Теперь слезы катились и по моим щекам. Я опустилась на диван и уронила подбородок на ладони. Мама присела рядом и вытерла мне лицо краем своей ткани.

– Я знаю, как тебе нелегко. Поверь, знаю. Но это не навсегда.

– С чего ты взяла, ма? Уже почти год прошел, и ничего не изменилось. Если сейчас ничего не предпринять, я застряну в той квартире навечно. Я должна бороться за то, чего хочу, и за то, что мне принадлежит.

– Афи, даже если он с другой женщиной, это еще не трагедия. У какого мужчины нет другой на стороне? Даже у дяди Пайеса, этого бесполезного старика, есть девушка вдобавок к многочисленным женам.

– Тут все иначе. Именно девушке полагается жить в квартире и видеть мужчину раз в неделю, а не жене. Ма, я не вернусь к той жизни. Нет. Скажи тете, что я никуда не поеду.

– Афи, и как же мне сообщить ей эту новость?

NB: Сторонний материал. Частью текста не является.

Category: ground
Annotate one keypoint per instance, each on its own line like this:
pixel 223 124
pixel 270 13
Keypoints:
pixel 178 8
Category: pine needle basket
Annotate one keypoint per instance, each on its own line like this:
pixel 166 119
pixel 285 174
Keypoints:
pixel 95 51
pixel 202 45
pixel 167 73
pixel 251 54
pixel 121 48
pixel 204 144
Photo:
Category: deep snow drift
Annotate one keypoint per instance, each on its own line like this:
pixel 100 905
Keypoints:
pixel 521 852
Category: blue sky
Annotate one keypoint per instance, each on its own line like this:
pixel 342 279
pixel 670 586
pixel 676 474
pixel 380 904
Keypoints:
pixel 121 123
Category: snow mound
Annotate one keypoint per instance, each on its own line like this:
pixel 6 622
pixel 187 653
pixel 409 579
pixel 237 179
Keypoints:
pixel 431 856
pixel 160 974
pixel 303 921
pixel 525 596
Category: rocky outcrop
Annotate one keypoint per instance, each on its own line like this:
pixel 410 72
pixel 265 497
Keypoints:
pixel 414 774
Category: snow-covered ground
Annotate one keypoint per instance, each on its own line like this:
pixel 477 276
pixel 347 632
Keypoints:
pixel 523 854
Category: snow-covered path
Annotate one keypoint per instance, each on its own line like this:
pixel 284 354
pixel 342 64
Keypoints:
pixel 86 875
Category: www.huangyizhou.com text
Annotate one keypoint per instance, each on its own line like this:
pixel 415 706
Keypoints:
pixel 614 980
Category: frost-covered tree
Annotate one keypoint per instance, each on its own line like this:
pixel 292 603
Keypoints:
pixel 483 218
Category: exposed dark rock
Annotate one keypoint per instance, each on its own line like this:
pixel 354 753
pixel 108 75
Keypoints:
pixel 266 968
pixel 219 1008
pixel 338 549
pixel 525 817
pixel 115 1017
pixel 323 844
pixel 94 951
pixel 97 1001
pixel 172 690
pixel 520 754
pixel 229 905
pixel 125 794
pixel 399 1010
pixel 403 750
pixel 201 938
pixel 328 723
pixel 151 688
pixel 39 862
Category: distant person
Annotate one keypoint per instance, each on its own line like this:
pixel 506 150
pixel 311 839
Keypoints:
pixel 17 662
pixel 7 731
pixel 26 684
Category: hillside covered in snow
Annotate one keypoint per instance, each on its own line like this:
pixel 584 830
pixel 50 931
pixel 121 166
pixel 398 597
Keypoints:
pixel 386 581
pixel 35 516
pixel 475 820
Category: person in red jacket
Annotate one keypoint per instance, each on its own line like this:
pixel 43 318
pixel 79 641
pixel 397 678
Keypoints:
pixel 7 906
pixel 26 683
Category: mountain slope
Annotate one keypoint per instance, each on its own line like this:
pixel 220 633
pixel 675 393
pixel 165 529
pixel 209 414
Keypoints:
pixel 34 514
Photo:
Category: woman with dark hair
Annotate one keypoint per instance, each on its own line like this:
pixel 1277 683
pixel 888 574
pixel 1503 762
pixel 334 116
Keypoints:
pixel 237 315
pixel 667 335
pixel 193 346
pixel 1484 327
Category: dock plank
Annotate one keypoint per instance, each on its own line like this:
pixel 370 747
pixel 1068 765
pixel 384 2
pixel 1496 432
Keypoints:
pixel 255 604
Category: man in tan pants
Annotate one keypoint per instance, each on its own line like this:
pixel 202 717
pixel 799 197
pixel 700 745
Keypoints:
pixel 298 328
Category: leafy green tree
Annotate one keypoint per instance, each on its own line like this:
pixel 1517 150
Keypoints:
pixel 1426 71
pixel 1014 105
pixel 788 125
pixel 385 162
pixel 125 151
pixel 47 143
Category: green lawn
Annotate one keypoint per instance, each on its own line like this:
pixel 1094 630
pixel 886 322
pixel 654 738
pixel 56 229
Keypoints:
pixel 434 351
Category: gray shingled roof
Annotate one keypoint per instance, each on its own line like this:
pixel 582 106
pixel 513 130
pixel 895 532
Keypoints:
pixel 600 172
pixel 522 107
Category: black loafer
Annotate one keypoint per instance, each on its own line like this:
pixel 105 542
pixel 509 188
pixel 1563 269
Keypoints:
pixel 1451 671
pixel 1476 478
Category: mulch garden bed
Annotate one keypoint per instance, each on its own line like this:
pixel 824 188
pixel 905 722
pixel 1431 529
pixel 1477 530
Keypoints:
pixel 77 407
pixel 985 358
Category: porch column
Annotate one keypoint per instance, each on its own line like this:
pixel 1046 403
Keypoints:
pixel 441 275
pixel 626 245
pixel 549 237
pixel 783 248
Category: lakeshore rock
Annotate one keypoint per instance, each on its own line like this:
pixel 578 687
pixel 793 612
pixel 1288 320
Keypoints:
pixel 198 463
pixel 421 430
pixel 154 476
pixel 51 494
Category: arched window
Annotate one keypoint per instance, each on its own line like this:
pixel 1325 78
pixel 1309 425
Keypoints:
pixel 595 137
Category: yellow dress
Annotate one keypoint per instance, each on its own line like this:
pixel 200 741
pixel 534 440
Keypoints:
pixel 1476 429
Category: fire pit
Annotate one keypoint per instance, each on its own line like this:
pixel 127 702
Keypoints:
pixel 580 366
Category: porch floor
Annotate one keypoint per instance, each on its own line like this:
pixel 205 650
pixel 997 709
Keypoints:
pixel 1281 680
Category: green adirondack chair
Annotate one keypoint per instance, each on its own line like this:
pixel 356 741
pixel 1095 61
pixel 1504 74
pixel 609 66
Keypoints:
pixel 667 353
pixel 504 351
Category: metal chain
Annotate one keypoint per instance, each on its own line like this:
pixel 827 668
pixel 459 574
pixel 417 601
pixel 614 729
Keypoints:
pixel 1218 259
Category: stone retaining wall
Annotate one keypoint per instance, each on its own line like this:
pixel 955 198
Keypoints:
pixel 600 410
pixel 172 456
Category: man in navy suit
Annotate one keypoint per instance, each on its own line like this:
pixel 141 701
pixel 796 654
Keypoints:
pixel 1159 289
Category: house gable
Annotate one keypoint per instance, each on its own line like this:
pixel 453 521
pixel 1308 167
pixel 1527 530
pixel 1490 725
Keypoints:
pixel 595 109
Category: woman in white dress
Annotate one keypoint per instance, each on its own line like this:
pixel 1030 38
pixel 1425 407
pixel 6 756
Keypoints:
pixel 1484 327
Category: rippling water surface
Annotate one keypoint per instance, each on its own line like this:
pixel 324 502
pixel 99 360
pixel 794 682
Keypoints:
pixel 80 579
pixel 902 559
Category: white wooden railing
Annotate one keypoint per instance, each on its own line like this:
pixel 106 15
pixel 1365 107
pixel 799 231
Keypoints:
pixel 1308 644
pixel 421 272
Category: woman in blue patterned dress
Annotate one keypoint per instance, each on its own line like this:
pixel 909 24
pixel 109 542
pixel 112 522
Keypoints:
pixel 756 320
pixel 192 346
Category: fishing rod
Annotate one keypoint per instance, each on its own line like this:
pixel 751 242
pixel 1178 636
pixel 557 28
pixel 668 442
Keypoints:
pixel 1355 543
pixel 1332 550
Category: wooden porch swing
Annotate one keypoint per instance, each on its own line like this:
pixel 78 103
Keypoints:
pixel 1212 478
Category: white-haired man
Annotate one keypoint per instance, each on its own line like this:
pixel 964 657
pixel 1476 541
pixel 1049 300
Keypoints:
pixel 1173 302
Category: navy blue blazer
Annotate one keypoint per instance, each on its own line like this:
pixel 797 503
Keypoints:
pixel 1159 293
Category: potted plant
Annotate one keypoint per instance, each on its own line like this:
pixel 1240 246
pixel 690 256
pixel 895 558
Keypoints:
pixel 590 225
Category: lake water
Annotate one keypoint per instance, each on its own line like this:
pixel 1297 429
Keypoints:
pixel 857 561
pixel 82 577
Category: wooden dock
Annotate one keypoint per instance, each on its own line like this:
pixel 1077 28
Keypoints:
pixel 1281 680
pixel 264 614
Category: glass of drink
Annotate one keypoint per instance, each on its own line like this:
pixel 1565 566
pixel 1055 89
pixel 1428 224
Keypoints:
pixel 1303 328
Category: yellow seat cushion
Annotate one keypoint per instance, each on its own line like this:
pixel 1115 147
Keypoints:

Немного позже позвонил Эли: мать рассказала ему о моем переезде в Хо.

– Возвращайся, и мы обсудим… этот вопрос.

– Я устала от обсуждений.

– То есть?

– Я не вернусь в квартиру. Наш сын не будет там жить. Я вернусь, только чтобы жить вместе с тобой в нашем доме. И ты должен сам за мной приехать.

Он повесил трубку. Пути назад больше не было.


Вечером мама поставила в ванной табурет, чтобы я могла искупаться сидя, а не нагибалась по сто раз за водой в ведре. Она также предложила мне свою кровать с новым матрасом, а сама ушла в мою комнату. Утомленная, я не стала с ней спорить. Однако сон все не шел. В тишине жужжание вентилятора казалось слишком громким, а хлопчатобумажная ночная рубашка вскоре промокла от пота. Когда наконец получалось задремать, меня будили шаги и голоса людей, проходящих мимо окна. Всего этого мне не хватало в первые дни в Аккре, а теперь я мечтала о прохладе и тишине своей квартиры. И как мне здесь выжить?


Менса вернулся на следующее утро, около семи. Когда мама меня позвала, я поспешила накинуть поверх ночной рубашки ткань, но забыла надеть тапочки, привыкнув ходить босиком по мягкому ковру в «Королевском дворе». Бетон веранды под ногами был ледяным. В воздухе еще висел легкий туман, а соседская девочка-подросток в школьной форме торопливо подметала под миндальным деревом, чтобы успеть искупаться и не опоздать на уроки. Ее метла из пальмовых листьев подняла облако пыли, усугублявшее туман.